In a business that doesn't change real quickly, Ryan is sort of in the middle of everything, really affecting a lot of the change. It's a broad statement, but there's a lot of great stuff going on. With that, Tim, I'll let you lead up.
Thank you, Adam. It is great to see everyone this morning. Thank you for taking the time to join us. Fifteen years ago, I had the good fortune of meeting Pat Ryan and having helped him execute on his vision of building Ryan Specialty into the best specialty insurance services firm in our industry. His founding thesis is to provide innovative insurance solutions to brokers, agents, and carriers. That is exactly what we have done. We have grown wholesale brokerage, binding, and underwriting management businesses into an incredible scale and built a strong moat. We marked our sixth straight year of growing the top line by 20% or more and our 14th straight year of double-digit organic growth.

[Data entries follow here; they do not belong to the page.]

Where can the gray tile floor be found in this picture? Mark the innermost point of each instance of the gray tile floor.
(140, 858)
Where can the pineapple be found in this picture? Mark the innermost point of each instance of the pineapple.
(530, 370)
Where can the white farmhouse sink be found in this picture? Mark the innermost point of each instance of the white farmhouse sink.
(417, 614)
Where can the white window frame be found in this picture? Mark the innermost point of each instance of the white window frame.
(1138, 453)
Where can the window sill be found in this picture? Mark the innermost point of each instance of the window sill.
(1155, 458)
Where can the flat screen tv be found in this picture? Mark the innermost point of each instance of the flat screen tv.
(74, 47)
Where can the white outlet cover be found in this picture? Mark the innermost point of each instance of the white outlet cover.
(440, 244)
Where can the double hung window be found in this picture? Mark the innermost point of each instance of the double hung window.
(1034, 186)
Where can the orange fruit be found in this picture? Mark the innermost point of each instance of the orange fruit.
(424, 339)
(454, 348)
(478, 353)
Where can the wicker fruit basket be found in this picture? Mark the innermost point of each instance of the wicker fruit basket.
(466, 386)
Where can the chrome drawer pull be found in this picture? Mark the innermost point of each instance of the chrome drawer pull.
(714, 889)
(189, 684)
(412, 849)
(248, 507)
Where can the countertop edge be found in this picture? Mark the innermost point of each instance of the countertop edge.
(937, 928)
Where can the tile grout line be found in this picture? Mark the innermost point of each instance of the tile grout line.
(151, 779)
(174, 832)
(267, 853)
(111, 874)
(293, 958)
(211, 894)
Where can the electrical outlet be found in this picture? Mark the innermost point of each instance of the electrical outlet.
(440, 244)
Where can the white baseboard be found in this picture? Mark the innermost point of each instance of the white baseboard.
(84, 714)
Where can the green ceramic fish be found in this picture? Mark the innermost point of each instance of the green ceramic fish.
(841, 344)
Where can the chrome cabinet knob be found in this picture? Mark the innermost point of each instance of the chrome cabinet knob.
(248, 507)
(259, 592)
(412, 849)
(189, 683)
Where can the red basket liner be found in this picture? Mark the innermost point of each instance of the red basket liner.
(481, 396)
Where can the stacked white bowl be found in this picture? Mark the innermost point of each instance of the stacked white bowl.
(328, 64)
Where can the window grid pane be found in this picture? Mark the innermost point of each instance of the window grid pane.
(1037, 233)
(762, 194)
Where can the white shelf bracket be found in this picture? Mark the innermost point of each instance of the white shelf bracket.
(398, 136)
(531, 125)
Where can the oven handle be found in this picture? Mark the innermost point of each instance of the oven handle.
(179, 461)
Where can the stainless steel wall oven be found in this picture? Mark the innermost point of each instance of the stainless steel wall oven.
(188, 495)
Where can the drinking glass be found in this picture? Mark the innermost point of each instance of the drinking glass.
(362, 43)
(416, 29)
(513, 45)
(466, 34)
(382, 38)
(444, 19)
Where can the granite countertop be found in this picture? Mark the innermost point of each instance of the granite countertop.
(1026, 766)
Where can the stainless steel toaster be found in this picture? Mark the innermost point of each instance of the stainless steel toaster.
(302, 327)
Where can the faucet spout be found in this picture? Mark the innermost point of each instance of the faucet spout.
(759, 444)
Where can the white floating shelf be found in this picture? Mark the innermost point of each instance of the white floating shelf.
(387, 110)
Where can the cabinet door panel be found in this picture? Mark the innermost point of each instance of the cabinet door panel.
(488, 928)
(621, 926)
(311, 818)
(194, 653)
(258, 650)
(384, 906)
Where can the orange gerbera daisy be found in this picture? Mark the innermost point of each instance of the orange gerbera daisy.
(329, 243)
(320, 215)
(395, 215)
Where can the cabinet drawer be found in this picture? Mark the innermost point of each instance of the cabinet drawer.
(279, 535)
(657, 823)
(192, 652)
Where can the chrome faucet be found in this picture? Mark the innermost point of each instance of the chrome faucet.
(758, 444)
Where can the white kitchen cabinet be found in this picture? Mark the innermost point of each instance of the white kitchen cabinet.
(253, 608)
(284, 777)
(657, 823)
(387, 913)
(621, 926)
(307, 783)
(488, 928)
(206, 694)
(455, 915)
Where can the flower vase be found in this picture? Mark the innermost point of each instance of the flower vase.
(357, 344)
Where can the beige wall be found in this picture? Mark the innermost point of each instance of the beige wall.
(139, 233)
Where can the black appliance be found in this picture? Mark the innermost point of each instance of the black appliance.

Position this business to take advantage of secular growth trends in our industry, notably four in particular: retail brokers getting substantially bigger through solid organic growth and M&A, retail broker panel consolidation intensifying still in the early innings, risks are becoming larger and more complex in the United States, impacted by climate change and social inflation, driving the need for specialty and the E&S market, delegated authority is accelerating clearly, which Miles will dive into in more detail. We've thrived through our ability to innovate. Our strategy is aligned around the evolving and growing needs of our clients and our trading partners to continue providing a dynamic value proposition. We see where the industry is heading. We are innovating.
We're making long-term sustainable investments in our business to fortify our competitive position, deepening our industry practice group verticals, adding new products, new segments, new geographies every day, and expanding our TAM into alternative risk and benefits. We've executed on a fantastic M&A strategy. Last year, a record for M&A, and we carried that momentum into 2025. We deployed over $2.4 billion in capital. Integration is going very well. We're pleased with the strong levels of collaboration with our new teammates, and we feel very strongly about our ability to offer productivity improvements through better distribution and additional capital support. Our M&A pipeline remains robust, including small, medium, and large deals. We have the capacity and the capability to continue doing larger deals. We are highly disciplined, and we only do deals if they fit our three criteria, as most of you know.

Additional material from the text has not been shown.